Though Bin Laden is survived by at least 18 children. It is believed that none of his sons have ever played any real operational roles in al-Qaeda or were ever groomed to in any way succeed their father as the head of the world’s most notorious terrorist organization. 

Are there any young like-minded radicals out there willing to take Osama Bin Laden’s place as the leader of al-Qaeda’s jihad against the West? Truth is there are dozens, if not hundreds. There also has been much speculation that al-Qaeda may soon see the base of its operations move to Yemen where sympathies for their cause run deep. Only time will tell whether we have cut the head off of the snake or just one of the many heads of the hydra. 

Still, there is also reason to believe that al-Qaeda is already running scared. Just three days after Bin Laden’s death was announced to the world, Khaled Hathal Abdullah al-Atifi, an al-Qaeda operative on many wanted lists, phoned authorities in Pakistan to surrender. Obviously, to al-Atifi, a jail cell was preferable than a bullet to the head. 

So if the manhunt for Osama Bin Laden is any indication, all other terrorist enemies of America would best think twice lest they believe they can win this war. For what awaits them is not martyrdom or success, but more than likely, a gruesome death at the hands of U.S. soldiers.

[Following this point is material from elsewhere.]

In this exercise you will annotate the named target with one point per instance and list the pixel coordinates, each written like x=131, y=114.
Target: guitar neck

On May 5th, just four days after speaking to the world on live television to announce the death of the man U.S. Military forces had hunted for almost a decade, President Barack Obama flew to New York City and paid a visit to Ground Zero. There he spoke with police officers and firefighters whose brothers were lost on 9/11 along with the 2,752 people killed in the World Trade Center. There at the site of the attacks, the Commander in Chief somberly laid a wreath patriotically created out of red, white and blue flowers. No grand speech was made. Heads were bowed in prayer and reflection. 

“When we say we will never forget, we mean what we say,” declared the President.  

Though his words held a double-edged meaning, this day was not in any way about the murderer who had been brought to justice, but about the murdered themselves. The American story has always been one of survival and struggle, from our colonial ancestors who founded this land to build a better tomorrow for their children to the men and women who fought to preserve freedom both here and overseas. 

Mostly the American story is one of remembrance. 

We will never forget those who were lost. 

We can and will survive anything because no matter how hard our enemies may try, they can never kill the indomitable spirit that defines us.